I started engaging with young people in 2016 when my wife worked at a local primary school. I ran a few after-school photography sessions and got a real buzz from seeing the young people take basic skills and use their imagination to get some pretty impressive results.
I left the Royal Navy in 2011 after 23 years as a submariner. I went on to work with Babcock Marine and then found a brilliant job working with a Naval Charity. This gave me a good understanding of the devolved government and the specifics around the Scottish Education System.
When the opportunity arose to re-join the Royal Navy as a STEM Coordinator, I just had to give it my best shot. I now have the enviable job of coordinating the Royal Navy’s STEM engagement activity in Scotland & Northern Ireland.
Which area of STEM are you most passionate about?
I get a real buzz seeing young people achieving something, especially when they may not be the most academic but have great hands on skills.
We have spent a lot of time with primary schools over the last 12 months and it is inspiring to see that it doesn’t matter who you are, everyone wants to have a go, and everyone is happy to see their friends be successful.
What is your favourite thing about being a STEM Ambassador?
Showing everyone that you don’t need to be a genius to get involved in STEM. It takes different types of skills from mathematical design to hands on production. This applies to the young people we engage with and to those who do the engagement.
The RN STEM team in Scotland is very small, (only 2 permanent staff) and we rely on enthusiastic volunteers and internal STEM Ambassadors to deliver. I have seen our volunteers grow in confidence and everyone has said that they enjoyed the experience, despite the sore feet and lost voices.
In 12 months, we have supported over 70 events, individually engaged with over 3000 pupils in schools. We have had a blast and learned a lot along the way.
Describe your favourite or most memorable activity so far:
Two very different memories spring to mind:
There was a young girl at one primary who rarely engaged in main stream schooling.
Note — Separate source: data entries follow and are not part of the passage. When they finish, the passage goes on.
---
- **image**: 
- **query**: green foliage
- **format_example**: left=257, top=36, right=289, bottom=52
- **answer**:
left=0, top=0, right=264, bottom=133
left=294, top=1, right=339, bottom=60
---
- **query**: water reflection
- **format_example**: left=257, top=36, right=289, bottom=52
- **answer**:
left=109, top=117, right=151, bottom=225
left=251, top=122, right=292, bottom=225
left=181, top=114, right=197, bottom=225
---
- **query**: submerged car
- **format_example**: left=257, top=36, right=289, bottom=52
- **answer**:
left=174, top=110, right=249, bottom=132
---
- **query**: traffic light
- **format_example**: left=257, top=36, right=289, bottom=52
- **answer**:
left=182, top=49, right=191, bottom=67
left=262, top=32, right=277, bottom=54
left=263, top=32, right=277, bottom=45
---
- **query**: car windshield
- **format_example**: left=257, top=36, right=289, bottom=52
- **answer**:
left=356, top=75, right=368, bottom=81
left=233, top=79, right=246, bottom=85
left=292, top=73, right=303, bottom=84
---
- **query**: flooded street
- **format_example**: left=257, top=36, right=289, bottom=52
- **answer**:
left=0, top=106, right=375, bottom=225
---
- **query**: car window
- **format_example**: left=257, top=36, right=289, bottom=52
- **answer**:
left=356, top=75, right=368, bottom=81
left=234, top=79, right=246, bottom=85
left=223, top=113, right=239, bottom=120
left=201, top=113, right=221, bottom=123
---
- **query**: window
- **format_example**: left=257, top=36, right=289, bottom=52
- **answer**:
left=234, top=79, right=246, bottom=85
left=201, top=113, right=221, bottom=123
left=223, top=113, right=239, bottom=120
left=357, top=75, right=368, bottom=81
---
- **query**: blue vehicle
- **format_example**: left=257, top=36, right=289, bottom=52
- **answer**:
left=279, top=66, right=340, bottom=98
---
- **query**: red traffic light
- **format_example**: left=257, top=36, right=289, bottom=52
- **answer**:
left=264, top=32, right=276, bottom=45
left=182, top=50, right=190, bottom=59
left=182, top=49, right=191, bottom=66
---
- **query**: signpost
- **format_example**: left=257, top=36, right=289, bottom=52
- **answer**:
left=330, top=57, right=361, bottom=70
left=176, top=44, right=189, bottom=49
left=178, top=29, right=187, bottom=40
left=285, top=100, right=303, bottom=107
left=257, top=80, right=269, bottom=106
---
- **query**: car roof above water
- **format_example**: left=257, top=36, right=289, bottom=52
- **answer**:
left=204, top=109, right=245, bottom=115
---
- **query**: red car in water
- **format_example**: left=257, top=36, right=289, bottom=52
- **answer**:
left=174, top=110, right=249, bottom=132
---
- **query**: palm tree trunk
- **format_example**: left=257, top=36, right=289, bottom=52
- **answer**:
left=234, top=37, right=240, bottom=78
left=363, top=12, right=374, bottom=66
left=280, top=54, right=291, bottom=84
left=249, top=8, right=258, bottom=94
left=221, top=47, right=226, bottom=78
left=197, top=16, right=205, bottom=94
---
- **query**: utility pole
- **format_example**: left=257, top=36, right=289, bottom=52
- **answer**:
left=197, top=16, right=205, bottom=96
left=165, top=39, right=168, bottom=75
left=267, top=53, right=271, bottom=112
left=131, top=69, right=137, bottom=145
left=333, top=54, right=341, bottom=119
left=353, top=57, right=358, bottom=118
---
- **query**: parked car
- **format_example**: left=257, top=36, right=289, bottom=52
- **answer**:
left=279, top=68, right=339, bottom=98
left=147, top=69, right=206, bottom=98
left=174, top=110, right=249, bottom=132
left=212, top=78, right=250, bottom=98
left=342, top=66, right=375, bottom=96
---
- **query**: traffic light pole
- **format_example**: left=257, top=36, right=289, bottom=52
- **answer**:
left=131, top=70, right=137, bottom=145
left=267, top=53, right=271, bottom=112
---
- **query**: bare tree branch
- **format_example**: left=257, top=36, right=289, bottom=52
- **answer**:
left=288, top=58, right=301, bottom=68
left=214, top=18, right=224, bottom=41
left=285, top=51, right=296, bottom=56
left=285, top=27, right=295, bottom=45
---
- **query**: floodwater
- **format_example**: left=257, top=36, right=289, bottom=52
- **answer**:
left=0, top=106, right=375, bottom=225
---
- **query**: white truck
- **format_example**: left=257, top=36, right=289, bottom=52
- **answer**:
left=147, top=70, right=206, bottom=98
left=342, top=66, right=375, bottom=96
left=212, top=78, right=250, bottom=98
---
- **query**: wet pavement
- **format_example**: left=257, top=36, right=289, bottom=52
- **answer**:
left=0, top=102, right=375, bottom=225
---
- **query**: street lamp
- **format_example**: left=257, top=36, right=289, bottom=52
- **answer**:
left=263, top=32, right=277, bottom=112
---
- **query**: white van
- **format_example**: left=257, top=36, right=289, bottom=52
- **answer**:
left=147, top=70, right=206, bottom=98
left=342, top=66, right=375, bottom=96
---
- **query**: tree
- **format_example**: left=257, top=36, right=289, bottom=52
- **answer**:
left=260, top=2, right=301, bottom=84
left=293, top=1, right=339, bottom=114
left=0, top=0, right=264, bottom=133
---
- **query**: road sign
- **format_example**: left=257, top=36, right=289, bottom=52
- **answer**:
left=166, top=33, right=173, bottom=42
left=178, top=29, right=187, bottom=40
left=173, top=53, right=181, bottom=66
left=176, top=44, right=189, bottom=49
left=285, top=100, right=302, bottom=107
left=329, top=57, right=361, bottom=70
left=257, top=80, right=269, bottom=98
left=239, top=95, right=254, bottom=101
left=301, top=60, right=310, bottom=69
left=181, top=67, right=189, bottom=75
One of our team spent 20 minutes with her having a conversation and coding a Sphero Orb and it really seemed to make a connection. The teacher pointed this out as the biggest achievement of the day.
At Portrush Airshow we saw a lot of families coming past the stand. One visit saw a 4-year-old and his 70-year-old Grandmother both playing with the Sphero Bolts in drive mode. Neither had ever used this sort of thing before and were discovering something new together.
What STEM Ambassador activities do you have planned for the future?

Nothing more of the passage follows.